# Topic Categorization with converstation thread effects

When detecting topics in a document, common ways include simple *keyword* matching, *topic modeling*, and many others. While this works fine for large text documents like news articles, applying this type of approach to social media data has a serious *methodological* flaw: posts are not isolated but usually part of a conversation thread. Hence if one post is detected as being on the topic, it is logical that another post that replies to it is also on the topic, however this second post might not have used *keywords* that resulted in being detected and tagged as on the topic. 

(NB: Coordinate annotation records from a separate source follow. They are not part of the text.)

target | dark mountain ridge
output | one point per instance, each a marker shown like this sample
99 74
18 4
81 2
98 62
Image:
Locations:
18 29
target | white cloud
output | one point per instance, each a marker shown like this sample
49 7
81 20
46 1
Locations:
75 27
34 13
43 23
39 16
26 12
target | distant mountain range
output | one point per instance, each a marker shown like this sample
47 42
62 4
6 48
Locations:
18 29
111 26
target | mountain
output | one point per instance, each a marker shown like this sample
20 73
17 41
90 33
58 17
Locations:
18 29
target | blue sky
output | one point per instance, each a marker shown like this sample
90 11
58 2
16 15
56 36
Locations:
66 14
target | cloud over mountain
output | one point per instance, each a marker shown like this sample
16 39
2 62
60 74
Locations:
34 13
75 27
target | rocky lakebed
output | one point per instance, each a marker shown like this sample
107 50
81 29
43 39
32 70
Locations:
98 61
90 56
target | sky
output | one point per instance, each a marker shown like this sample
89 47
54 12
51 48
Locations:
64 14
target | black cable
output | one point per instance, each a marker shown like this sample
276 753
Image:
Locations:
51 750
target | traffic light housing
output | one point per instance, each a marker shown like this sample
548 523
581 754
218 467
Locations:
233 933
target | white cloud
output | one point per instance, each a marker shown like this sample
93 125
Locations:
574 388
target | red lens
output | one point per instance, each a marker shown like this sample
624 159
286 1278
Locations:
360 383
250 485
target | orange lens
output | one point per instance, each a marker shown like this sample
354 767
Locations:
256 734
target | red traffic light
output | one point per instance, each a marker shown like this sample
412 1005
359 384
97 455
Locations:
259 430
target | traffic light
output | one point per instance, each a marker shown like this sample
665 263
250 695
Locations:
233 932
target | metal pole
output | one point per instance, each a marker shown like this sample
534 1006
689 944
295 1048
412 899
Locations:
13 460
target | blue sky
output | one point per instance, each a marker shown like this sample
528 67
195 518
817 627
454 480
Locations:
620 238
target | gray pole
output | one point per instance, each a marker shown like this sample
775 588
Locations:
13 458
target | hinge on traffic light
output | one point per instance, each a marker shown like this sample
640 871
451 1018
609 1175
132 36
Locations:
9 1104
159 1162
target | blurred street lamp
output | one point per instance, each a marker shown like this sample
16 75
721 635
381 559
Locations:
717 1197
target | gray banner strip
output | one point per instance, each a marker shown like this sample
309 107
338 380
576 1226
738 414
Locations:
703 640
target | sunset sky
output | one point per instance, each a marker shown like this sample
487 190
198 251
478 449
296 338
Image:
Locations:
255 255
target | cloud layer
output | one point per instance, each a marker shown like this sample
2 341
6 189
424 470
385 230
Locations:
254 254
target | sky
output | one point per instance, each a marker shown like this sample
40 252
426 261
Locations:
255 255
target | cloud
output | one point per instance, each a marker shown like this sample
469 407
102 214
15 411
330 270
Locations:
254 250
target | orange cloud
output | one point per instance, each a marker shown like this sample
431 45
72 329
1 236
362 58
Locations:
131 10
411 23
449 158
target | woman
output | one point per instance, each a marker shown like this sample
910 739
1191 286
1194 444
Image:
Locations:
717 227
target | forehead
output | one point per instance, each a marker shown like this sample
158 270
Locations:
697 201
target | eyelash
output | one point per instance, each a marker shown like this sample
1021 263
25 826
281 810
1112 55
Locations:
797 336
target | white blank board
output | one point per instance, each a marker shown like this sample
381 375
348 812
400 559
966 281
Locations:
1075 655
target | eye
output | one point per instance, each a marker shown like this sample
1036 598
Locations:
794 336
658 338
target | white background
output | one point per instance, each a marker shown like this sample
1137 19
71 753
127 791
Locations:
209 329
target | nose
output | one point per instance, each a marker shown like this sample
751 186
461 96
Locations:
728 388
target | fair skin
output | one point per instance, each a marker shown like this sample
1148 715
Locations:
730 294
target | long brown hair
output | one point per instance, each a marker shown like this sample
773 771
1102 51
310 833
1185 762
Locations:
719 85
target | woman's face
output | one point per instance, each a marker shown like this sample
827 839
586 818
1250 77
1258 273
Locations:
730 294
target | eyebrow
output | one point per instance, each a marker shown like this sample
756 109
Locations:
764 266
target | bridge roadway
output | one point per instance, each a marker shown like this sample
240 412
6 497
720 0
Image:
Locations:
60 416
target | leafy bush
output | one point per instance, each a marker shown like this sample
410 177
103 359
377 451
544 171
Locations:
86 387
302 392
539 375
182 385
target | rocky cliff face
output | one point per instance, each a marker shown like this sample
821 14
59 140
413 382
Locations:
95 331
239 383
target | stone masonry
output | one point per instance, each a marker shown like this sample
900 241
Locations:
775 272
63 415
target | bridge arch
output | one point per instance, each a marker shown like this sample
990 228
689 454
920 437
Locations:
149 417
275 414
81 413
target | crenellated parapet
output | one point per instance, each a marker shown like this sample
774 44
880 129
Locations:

This notebook walks through the problem and proposes a basic model using Twitter data. It shows how conversation thread affects can be used with an existing list of *pre-categorized* tweets to expand the number of tweets that are coded as being on the topic.

## The problem space 

On Twitter, we can consider that there are 3 potential scenarios for tweets in the context of a convesation thread:
![Conversation_thread_visual.PNG](attachment:Conversation_thread_visual.PNG)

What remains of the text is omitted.